For both listeners and preacher/teachers, let’s finish with the totality of the thought in 2Timothy 2, 3 & 4:

  • Teach profitably so as not to ruin those who hear what you teach – 2:14
  • Be diligent in your study of God’s Word so you will not be ashamed before God – 2:15
  • Stay away from fast-food Bible teaching as it will only lead people to a weaker faith and ungodliness – 2:16
  • Understand that in these last days before Jesus’ return, we see an increase of people who are only lovers of themselves, evil in every way, and they will come against those who preach and teaching God’s Word in a serious and uncompromising manner – 3:1-4
  • Know the Bible and be able to confront error, instruct people how to live Godly lives, teach people the Truth – 3:16-17
  • Preach and teach the Word! (not our topical feel good life application messages) – 4: 2
  • Be ready at all times to proclaim the Truth of God – 4:2

Brethren, if your entire diet of spiritual food is fast food preaching once a week on Sunday, then you are ruining your spiritual health.

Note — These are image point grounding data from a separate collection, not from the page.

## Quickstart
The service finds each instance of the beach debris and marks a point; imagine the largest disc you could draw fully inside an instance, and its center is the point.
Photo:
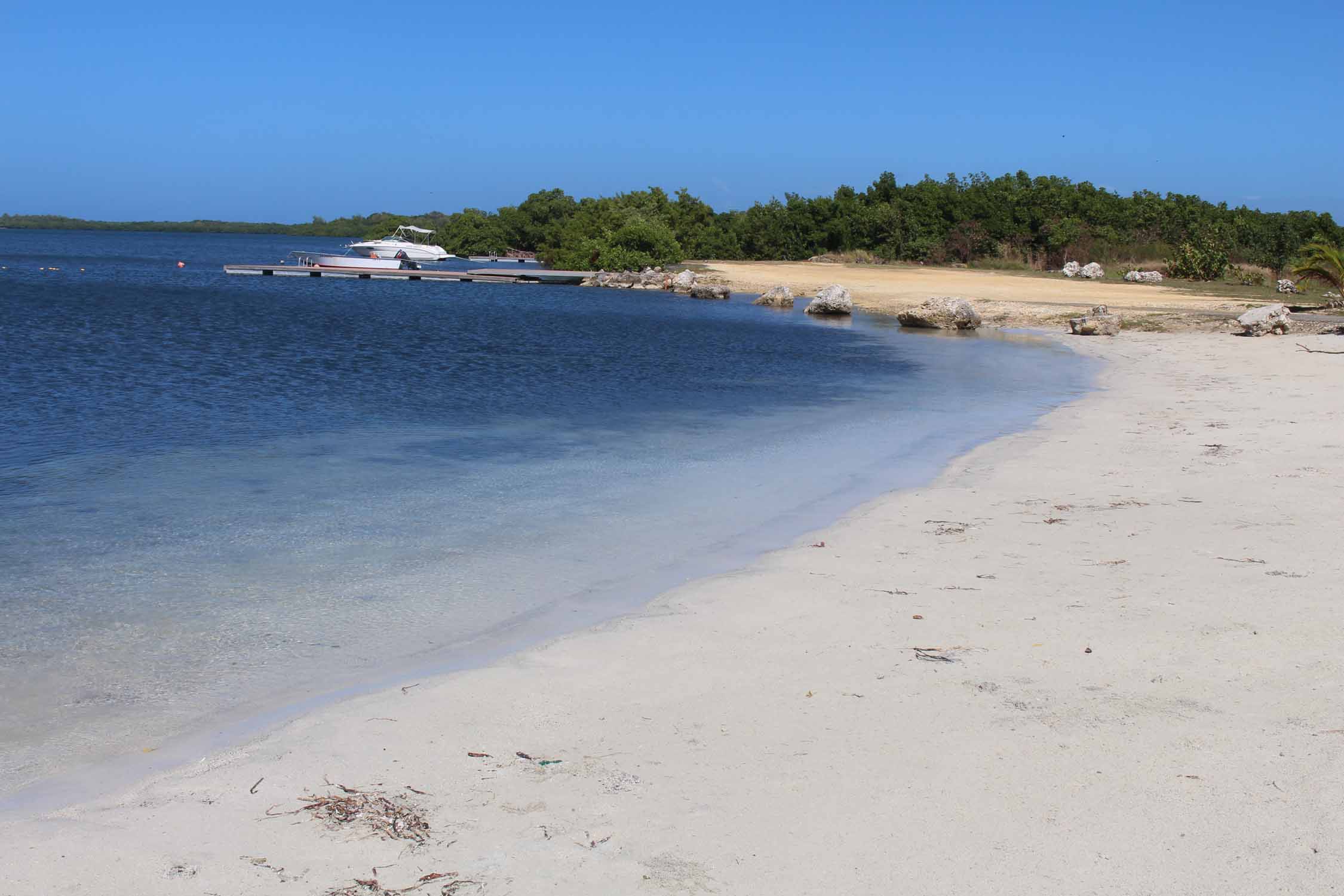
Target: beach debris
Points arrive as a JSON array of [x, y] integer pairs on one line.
[[831, 299], [1098, 321], [1266, 319], [934, 655], [390, 817], [941, 312], [710, 290], [593, 843], [1318, 351], [776, 297], [452, 883]]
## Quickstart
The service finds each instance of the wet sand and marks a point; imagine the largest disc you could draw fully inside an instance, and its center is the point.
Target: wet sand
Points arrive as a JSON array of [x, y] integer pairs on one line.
[[1096, 657]]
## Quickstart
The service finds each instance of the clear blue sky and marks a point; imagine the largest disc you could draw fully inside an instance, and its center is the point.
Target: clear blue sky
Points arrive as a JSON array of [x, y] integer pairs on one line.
[[280, 112]]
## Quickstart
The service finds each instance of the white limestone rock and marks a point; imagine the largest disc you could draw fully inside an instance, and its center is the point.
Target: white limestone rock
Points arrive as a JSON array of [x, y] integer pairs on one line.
[[941, 312], [1266, 319], [831, 300], [1098, 321]]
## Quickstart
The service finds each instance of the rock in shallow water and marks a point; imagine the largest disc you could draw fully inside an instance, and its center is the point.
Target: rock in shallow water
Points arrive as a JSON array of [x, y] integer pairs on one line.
[[777, 297], [941, 312], [710, 290], [1266, 319], [831, 300], [1098, 321]]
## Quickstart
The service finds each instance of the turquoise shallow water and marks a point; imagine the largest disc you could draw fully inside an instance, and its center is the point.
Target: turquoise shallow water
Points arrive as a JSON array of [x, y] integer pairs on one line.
[[221, 496]]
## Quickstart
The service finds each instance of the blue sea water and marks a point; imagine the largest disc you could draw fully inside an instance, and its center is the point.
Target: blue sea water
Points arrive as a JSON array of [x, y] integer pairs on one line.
[[221, 496]]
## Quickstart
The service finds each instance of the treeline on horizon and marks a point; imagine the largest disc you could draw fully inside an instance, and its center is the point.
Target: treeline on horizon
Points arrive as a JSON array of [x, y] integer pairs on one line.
[[1008, 220]]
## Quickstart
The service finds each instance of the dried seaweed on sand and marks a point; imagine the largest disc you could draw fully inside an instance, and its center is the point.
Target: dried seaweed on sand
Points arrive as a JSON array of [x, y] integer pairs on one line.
[[445, 884], [388, 817]]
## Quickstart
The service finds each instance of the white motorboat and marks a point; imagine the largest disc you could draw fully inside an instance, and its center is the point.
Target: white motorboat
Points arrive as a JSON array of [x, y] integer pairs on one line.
[[406, 242]]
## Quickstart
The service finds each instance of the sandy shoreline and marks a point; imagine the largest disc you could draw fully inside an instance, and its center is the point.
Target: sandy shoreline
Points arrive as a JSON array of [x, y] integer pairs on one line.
[[1011, 299], [773, 730]]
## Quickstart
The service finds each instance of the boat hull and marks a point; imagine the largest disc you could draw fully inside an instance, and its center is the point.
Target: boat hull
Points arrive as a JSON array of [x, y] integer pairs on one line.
[[388, 249]]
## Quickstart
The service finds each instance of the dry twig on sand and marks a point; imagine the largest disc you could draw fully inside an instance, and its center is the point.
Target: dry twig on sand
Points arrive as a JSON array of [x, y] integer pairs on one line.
[[452, 884], [388, 817]]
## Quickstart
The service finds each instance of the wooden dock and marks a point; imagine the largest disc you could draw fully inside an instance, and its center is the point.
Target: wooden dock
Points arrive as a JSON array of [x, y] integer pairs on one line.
[[484, 276]]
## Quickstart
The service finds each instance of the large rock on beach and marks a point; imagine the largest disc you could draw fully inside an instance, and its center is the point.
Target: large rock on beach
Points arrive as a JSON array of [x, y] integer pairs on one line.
[[710, 290], [652, 278], [941, 312], [1098, 321], [776, 297], [1266, 319], [831, 300]]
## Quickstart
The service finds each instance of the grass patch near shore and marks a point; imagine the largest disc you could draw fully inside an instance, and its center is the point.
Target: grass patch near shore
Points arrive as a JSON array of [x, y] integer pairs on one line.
[[1147, 323]]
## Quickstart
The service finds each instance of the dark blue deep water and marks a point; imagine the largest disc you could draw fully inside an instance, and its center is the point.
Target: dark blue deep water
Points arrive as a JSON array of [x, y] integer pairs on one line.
[[226, 493]]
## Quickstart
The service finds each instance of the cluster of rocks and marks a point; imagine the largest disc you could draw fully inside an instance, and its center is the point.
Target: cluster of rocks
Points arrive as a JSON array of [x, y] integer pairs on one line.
[[686, 281], [1092, 271], [1098, 321], [831, 300], [1266, 319], [941, 312]]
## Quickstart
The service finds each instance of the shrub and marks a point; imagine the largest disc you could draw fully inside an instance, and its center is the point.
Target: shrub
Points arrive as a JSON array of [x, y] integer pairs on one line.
[[1202, 257]]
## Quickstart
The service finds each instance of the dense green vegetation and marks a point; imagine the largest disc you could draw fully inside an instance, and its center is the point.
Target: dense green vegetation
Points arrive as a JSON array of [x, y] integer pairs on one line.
[[996, 222]]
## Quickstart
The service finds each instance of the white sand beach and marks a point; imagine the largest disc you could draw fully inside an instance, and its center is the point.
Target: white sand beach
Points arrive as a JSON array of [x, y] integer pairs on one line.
[[1096, 657]]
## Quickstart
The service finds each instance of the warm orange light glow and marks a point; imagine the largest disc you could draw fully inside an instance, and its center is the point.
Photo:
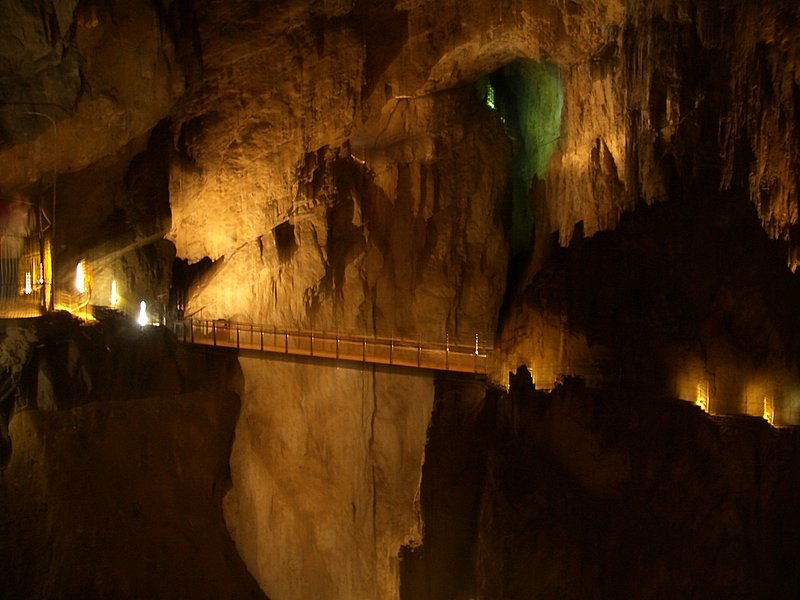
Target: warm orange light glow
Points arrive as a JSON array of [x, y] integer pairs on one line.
[[80, 278], [702, 396], [142, 318], [769, 412]]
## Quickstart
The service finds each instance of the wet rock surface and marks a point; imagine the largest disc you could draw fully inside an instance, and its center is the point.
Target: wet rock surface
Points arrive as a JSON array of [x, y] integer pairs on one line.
[[582, 494], [114, 484]]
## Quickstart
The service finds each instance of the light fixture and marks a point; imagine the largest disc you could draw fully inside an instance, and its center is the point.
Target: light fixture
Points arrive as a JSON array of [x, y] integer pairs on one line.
[[769, 415], [702, 396], [142, 319], [80, 278]]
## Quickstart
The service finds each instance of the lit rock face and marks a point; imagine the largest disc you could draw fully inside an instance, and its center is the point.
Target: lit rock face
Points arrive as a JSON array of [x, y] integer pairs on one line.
[[694, 108], [325, 469], [580, 493], [118, 466], [290, 96]]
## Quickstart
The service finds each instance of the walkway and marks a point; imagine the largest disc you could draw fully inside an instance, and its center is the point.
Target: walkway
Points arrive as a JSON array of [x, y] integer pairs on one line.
[[375, 350]]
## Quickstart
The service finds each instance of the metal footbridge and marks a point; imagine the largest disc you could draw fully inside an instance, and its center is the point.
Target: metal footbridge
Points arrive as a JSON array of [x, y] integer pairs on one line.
[[338, 346]]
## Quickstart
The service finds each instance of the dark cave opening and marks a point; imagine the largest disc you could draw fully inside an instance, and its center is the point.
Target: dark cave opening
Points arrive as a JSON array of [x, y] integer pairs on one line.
[[285, 243]]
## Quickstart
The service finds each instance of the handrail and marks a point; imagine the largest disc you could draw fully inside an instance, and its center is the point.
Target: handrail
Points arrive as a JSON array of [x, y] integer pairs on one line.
[[341, 346]]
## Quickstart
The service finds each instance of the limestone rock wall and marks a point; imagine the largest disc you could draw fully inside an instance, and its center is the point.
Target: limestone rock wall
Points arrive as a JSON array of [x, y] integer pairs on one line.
[[118, 465], [595, 495], [325, 470], [106, 73]]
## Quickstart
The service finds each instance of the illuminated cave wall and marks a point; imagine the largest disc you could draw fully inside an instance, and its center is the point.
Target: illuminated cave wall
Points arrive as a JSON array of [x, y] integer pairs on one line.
[[528, 98]]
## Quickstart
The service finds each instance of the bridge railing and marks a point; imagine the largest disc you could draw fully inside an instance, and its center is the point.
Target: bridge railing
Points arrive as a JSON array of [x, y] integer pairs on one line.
[[372, 349]]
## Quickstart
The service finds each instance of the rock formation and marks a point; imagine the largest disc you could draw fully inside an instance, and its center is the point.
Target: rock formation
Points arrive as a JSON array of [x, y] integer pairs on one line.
[[604, 189]]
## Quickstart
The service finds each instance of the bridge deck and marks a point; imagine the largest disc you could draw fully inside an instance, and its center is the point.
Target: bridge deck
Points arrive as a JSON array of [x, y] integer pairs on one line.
[[375, 350]]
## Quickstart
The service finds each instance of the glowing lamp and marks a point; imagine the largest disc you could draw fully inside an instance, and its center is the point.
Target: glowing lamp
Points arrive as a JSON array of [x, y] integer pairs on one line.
[[702, 396], [768, 415], [142, 318], [80, 278]]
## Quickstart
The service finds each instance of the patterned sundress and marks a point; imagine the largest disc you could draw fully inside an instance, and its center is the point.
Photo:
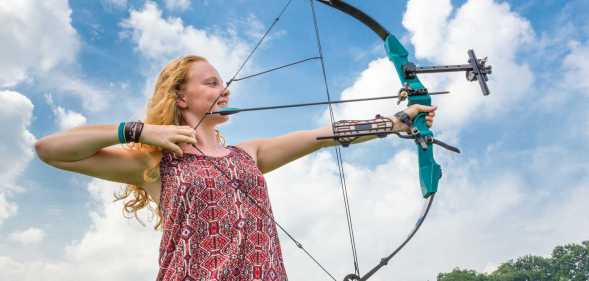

You’re going to have to become a health food nut if you want strength, growth and a vibrant spiritual life. Make sure you are feeding yourself a steady and generous diet of spiritual health both at home (personal study) and when you “eat out” (church, books, radio, etc.).

Pastors, teachers and preachers – if you are feeding your flock little morsels of tasty sermonettes each week complete with a couple of jokes, a couple of good stories or two, some multi-media entertainment for variety, a really good “life point” and, oh yeah, a couple of Bible verses for good measure, I would encourage you to think about what you are doing to the spiritual health of your flock (not to mention your own). Remember, God will hold you to stricter standard because you are teaching His people (James 3:1). That is a serious thing to consider: the Creator of the Universe will hold your feet to the fire over what you teach.

Okay… I’m getting down off my soapbox now.

Lord God, Help us to know the difference between Christian junk food and real meat from Your Word. Help us to lovingly but firmly discern the difference and encourage our brethren to do the same. In Jesus’ Name, Amen.

Contemplation: How’s your spiritual diet? Junk food (sermonettes, nice stories, church tradition, shallow interpretation, etc)? Are you eating junk food at home too?

Application: It may be hard to control the junk food content at church, on the radio or in books… but there’s no excuse for eating junk food in private. Learn diligent, serious and consistent Bible study habits so that you don’t starve to death spiritually in an ever-increasing void of serious, sound, uncompromising preaching and teaching.

James 1:22 – But be doers of the word, and not hearers only, deceiving yourselves. (NKJV)

  1. What is the most obvious Bible truth you have learned today?
  2. What change in your life needs to be made concerning this truth?
  3. What specific thing will you do today to begin that change?